Comparative pharmacokinetics of ceftriaxone after subcutaneous and intravenous administration.

Abstract

The pharmacokinetics of ceftriaxone (CRO) after subcutaneous and intravenous administration was studied in 10 healthy volunteers (5 males, 5 females, age 22-43 years, body weight 64.3 +/- 9.5 kg). Each of them received 2.0 g CRO i.v., and then 0.5 g i.v. and 0.5 g CRO s.c. in a randomized cross-over design. Subcutaneous administration of ceftriaxone was tolerable in combination with lidocaine. Serum and urine concentrations were determined by high performance liquid chromatography and for comparison with a bioassay. Mean serum concentrations were high after intravenous administration: 258 +/- 40 mg/1 (0 min, 2 g i.v.) resp. 84 +/- 40 mg/1 (0 min, 0.5 g i.v.). They declined to 11.6 +/- 4.2 mg/1 (2 g) resp. 6.5 +/- 2.2 mg/1 (0.5 g i.v.) within 24 h. Following subcutaneous application peak serum concentrations of 37.1 +/- 5.6 mg/1 were found after 138 +/- 49 min and a mean serum concentration of 6.6 +/- 1.6 mg/1 after 24 h. Concentrations of free ceftriaxone, determined by ultrafiltration, were 9.2 +/- 2.7% of total concentrations from 25 to 200 mg/1. Cumulated urine recoveries over a period of 24 h were: 51.2 +/- 8.9% (2 g i.v.), 47.1 +/- 7.9% (0.5 g i.v.) and 39.7 +/- 9.5% (0.5 g s.c.). There was no evidence for the presence of a microbiologically active metabolite in urine.

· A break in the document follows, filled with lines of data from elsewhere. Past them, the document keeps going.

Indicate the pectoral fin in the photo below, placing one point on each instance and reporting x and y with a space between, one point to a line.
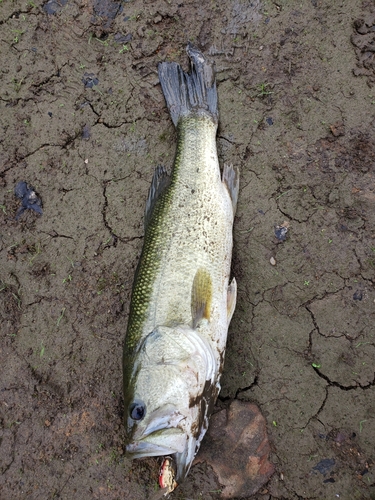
231 299
201 296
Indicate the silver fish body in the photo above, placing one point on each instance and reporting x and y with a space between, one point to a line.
182 302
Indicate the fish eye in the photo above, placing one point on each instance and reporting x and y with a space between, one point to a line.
137 410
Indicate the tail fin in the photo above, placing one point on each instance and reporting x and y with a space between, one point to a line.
193 93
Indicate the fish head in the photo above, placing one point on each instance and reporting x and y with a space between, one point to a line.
167 395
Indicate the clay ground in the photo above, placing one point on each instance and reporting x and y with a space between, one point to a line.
83 120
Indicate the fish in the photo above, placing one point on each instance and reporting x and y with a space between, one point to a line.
28 197
182 301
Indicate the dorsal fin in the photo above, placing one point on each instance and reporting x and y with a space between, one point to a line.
201 296
160 181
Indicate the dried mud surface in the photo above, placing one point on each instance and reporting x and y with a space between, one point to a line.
83 120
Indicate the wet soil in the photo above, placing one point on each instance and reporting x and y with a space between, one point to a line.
84 122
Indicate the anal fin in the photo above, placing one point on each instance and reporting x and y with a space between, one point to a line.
231 299
160 181
201 296
231 178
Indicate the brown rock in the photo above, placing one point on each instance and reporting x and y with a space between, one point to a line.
237 448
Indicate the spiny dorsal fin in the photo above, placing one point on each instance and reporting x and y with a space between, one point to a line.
201 296
160 181
231 178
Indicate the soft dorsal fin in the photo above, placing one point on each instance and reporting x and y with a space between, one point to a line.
201 296
160 181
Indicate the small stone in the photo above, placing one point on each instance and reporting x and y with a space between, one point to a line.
237 449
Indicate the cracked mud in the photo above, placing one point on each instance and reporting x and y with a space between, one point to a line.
84 122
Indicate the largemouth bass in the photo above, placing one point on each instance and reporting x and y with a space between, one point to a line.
182 302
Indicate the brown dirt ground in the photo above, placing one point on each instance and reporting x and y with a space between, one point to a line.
297 115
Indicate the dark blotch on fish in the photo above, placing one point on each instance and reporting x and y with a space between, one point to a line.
89 80
29 198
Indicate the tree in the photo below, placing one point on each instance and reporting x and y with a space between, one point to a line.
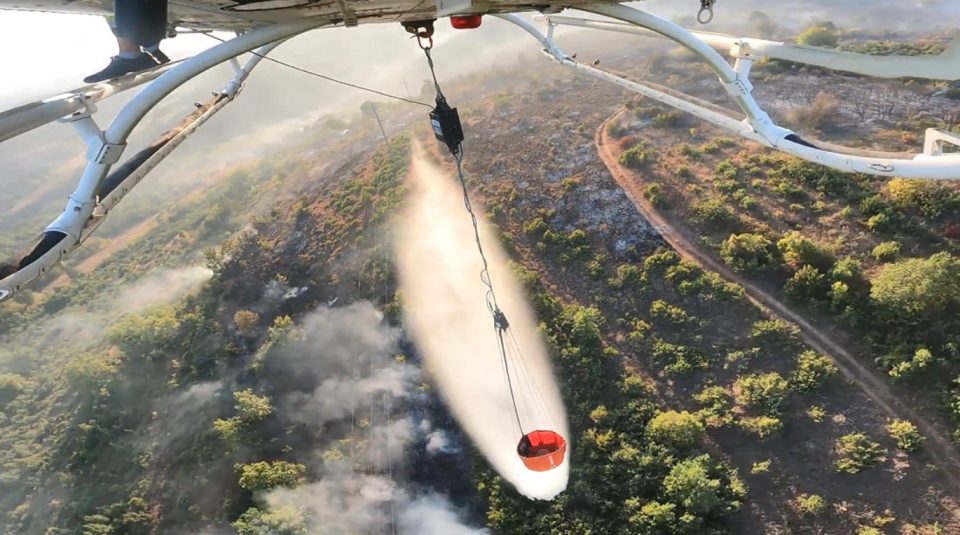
764 391
919 287
678 429
269 475
810 504
775 334
812 370
818 35
906 434
286 520
11 385
798 251
145 336
246 320
748 253
690 485
652 517
637 156
855 452
922 358
762 426
886 251
251 407
807 286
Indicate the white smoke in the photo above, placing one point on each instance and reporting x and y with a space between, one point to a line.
444 306
342 372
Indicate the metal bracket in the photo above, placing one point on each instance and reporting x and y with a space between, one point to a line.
934 140
89 108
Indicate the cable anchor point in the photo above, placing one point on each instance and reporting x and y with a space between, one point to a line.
500 320
705 16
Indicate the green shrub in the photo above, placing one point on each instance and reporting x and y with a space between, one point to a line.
821 36
855 452
713 212
812 370
689 151
807 286
677 429
799 251
762 426
906 434
886 251
747 253
810 504
638 156
766 391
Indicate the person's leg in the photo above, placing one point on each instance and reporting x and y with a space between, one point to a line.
136 23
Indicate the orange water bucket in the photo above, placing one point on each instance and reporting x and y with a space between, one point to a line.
542 450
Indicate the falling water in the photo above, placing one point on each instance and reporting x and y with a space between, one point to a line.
445 309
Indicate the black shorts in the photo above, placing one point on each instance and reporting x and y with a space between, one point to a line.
142 21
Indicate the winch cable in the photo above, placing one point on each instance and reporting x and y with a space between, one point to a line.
455 145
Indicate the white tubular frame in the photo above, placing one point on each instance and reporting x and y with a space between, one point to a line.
25 118
757 125
945 66
85 211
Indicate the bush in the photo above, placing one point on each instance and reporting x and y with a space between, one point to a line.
246 320
928 197
761 467
810 504
880 223
637 156
270 475
887 251
807 286
689 151
713 212
812 370
799 251
762 426
855 452
922 359
821 36
747 253
906 434
717 403
763 391
919 287
775 334
677 429
820 115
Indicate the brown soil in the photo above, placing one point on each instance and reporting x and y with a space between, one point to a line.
682 239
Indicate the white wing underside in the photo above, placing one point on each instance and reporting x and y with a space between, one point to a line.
246 14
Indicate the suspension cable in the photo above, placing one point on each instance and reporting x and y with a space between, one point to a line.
500 323
330 78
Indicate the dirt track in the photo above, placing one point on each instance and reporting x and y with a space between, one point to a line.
938 446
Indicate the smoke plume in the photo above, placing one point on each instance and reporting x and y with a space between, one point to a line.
444 306
341 373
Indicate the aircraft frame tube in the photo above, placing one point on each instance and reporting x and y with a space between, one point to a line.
944 66
229 92
925 166
75 222
27 117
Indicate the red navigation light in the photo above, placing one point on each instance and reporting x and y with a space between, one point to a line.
466 22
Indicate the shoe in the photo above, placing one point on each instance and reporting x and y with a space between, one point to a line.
159 56
120 66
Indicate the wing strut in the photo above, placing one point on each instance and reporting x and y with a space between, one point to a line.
98 190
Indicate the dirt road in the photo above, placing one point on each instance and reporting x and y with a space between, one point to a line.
938 446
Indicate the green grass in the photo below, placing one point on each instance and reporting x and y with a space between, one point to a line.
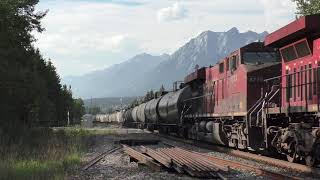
44 153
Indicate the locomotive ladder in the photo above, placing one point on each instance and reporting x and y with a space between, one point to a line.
256 111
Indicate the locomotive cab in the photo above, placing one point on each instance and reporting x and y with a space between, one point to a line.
299 46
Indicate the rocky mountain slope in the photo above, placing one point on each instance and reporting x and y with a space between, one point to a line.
144 72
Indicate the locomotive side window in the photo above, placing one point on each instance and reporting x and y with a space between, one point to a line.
227 64
302 49
294 84
234 63
288 85
221 67
288 54
310 82
262 57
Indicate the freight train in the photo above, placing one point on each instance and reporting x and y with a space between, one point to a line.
263 97
115 117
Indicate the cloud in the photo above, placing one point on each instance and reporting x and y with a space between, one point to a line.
174 12
277 13
86 35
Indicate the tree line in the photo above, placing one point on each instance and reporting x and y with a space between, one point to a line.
30 88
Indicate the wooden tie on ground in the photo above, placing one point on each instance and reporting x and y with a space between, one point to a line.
180 160
99 157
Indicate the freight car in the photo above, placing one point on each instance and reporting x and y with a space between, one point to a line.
263 97
115 117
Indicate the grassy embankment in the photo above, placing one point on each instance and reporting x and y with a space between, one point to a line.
44 153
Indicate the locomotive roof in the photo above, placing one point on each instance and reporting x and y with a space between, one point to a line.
294 31
254 67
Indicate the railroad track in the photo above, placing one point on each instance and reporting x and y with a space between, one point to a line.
245 155
99 157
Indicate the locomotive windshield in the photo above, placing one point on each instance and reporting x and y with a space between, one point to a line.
260 57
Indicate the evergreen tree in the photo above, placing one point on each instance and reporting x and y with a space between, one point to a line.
30 88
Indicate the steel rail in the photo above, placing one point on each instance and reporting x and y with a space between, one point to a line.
250 156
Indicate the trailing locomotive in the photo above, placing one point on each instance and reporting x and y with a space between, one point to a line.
263 97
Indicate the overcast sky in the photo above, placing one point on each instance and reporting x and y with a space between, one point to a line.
86 35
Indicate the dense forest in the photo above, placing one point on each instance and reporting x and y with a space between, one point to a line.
30 89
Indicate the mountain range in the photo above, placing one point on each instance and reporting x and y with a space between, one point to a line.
144 72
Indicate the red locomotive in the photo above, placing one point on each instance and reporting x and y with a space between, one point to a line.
263 97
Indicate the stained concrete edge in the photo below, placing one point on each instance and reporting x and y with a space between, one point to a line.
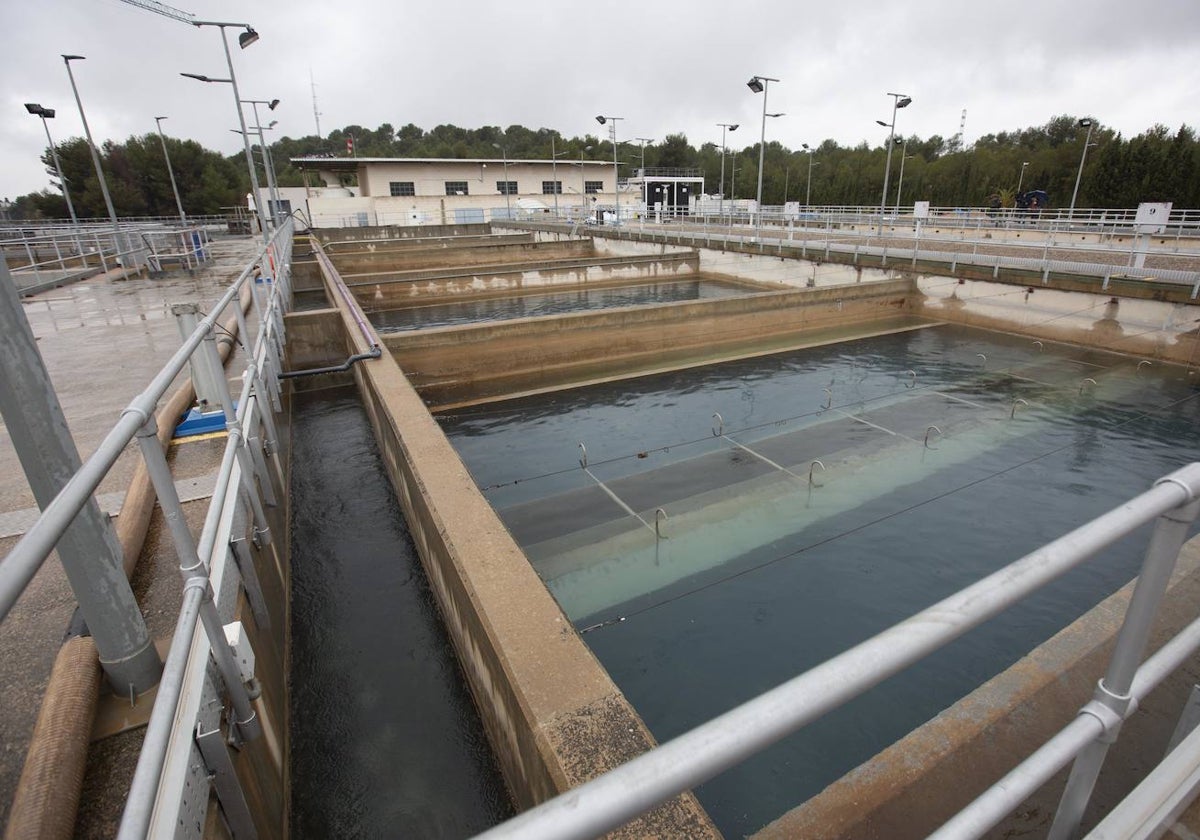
917 784
552 713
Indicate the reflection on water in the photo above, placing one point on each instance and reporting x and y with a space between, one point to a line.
385 741
765 575
550 304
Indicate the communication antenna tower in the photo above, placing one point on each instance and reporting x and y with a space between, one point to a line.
316 114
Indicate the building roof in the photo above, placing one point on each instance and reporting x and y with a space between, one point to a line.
340 162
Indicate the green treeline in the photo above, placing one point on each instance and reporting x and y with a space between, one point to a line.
1158 165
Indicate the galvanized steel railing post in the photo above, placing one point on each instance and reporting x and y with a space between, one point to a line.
192 565
1111 699
88 545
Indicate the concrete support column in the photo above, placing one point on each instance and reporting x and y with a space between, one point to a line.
89 550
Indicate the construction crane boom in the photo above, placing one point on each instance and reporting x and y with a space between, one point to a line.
163 9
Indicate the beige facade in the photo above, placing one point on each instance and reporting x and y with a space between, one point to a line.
442 191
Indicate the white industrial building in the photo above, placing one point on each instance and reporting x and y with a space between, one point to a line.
360 191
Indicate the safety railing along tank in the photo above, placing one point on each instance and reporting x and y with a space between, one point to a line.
243 479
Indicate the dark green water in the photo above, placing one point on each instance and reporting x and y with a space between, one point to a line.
738 601
550 304
385 741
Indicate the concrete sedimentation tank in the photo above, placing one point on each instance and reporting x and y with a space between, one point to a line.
588 597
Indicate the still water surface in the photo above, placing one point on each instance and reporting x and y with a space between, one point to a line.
763 575
550 304
385 741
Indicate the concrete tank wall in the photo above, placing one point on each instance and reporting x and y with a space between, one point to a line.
397 289
341 234
1144 328
492 359
918 783
553 717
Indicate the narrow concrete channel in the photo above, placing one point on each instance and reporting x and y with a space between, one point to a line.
385 741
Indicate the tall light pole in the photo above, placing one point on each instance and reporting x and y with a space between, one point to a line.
583 184
271 189
48 114
643 141
616 173
808 191
898 101
508 201
553 168
166 155
731 126
91 145
904 157
244 40
1083 124
761 84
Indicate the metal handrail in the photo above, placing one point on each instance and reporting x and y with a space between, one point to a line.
235 473
138 420
623 793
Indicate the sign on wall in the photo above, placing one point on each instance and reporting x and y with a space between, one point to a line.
1152 216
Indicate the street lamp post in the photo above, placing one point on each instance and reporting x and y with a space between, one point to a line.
898 101
1083 124
808 191
48 114
244 40
166 155
583 185
616 172
553 169
643 141
91 145
731 126
904 157
271 189
761 84
508 201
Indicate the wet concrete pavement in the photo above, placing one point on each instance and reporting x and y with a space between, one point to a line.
102 340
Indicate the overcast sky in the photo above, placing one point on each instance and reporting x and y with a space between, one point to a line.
664 65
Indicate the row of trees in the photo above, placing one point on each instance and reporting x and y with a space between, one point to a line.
1156 166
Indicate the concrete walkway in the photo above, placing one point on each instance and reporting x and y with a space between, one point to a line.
102 341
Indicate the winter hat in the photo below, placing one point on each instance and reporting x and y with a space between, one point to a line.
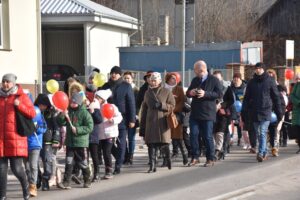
94 105
116 70
10 78
237 75
92 74
169 76
43 99
260 65
104 94
155 76
77 98
148 74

Comparison of pharmacokinetic parameters for the 0.5 g dose did not show relevant differences between intravenous and subcutaneous administration (using an open two-compartment model): t beta 1/2 (min) 514 +/- 104 (s.c.), 592 +/- 133 (i.v.), VD,Area (1) 11.9 +/- 3.8 (s.c.), 13.3 +/- 3.8 (i.v.) and AUCtot (mg X h/1) 515 +/- 106 (s.c.) and 549 +/- 125 (i.v.). Bioavailability of the subcutaneous application was 0.96 +/- 0.26. For the 2 g i.v. dose the known nondosis-dependent kinetics was observed. Subcutaneous administration of ceftriaxone appears to be a possible alternative to the intravenous route in selected clinical situations or cases.